Stellantis is seriously considering a groundbreaking move: using Chinese partner Leapmotor's technology to build its European electric vehicles.
This isn't a decision made in a vacuum; it's a direct reaction to immense financial pressure. In early 2026, Stellantis announced a staggering €22.2 billion writedown connected to a major reset of its EV strategy. This news sent its stock plunging and created an urgent need for management to find a faster, cheaper way to build competitive electric cars. The old way was proving too slow and expensive.
At the same time, the competitive landscape in Europe is changing dramatically. Chinese brands, led by BYD, are flooding the market with affordable, high-quality EVs. BYD's sales tripled in just one year, putting immense price pressure on Stellantis's core mass-market brands like Fiat, Peugeot, and Opel. Legacy automakers are struggling to match the cost structure of their Chinese rivals.

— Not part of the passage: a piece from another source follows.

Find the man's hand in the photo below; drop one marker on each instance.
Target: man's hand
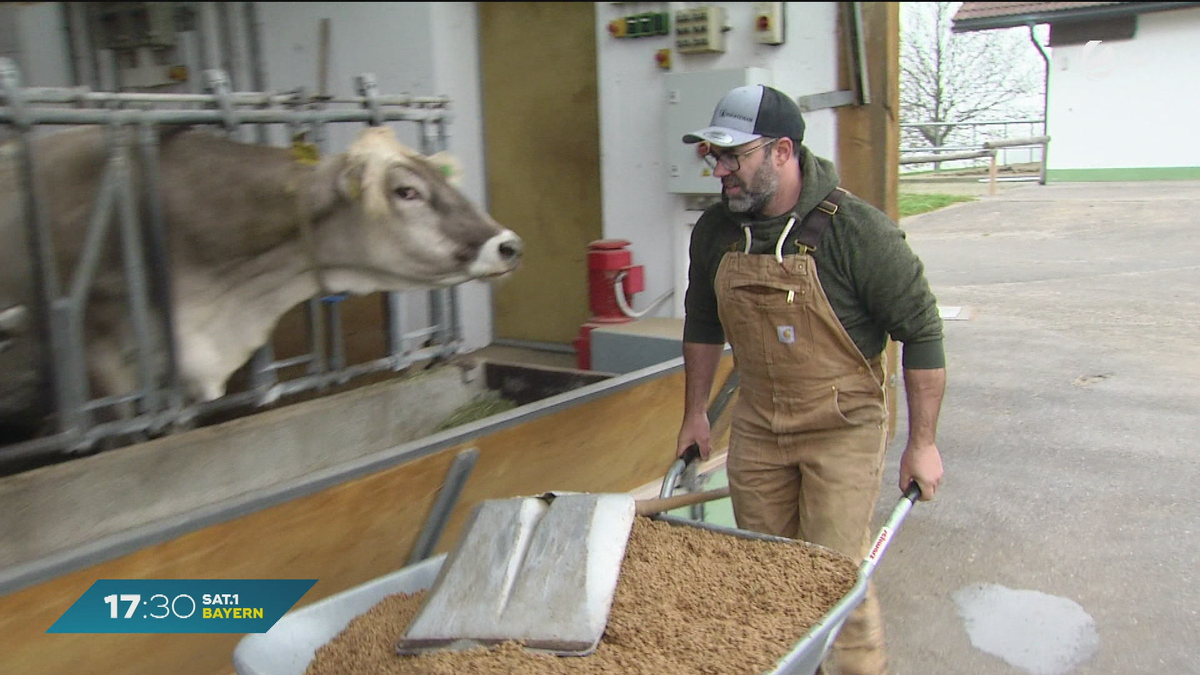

This is where Leapmotor comes in. Chinese EV makers have a structural cost advantage of roughly 25%, thanks to their deep vertical integration—they control everything from batteries and software to the final assembly. By licensing Leapmotor's ready-made EV platform and software, Stellantis could potentially slash its bill of materials and dramatically shorten its development time. It's a pragmatic shortcut to regain competitiveness.
However, this strategy is shaped by geopolitics. First, the European Union has imposed anti-subsidy tariffs on EVs imported from China. This makes it more economical to build cars inside the EU, even using licensed Chinese tech, than to import finished vehicles. Second, the United States has enacted strict "Connected Vehicles" rules that effectively ban Chinese software and hardware from cars sold in the U.S. starting from model year 2027. This forces Stellantis to create a two-track approach: a cost-effective Chinese-tech solution for Europe and a separate, internally developed platform for North America.
- Writedown: An accounting term for reducing the book value of an asset because it is overvalued compared to its current market value. In this case, it reflects a re-evaluation of Stellantis's EV investments.
- Vertical Integration: A strategy where a company owns or controls its suppliers, distributors, or retail locations to control its value or supply chain.
- Bill of Materials (BoM): A comprehensive list of the raw materials, components, and assemblies required to construct, manufacture, or repair a product.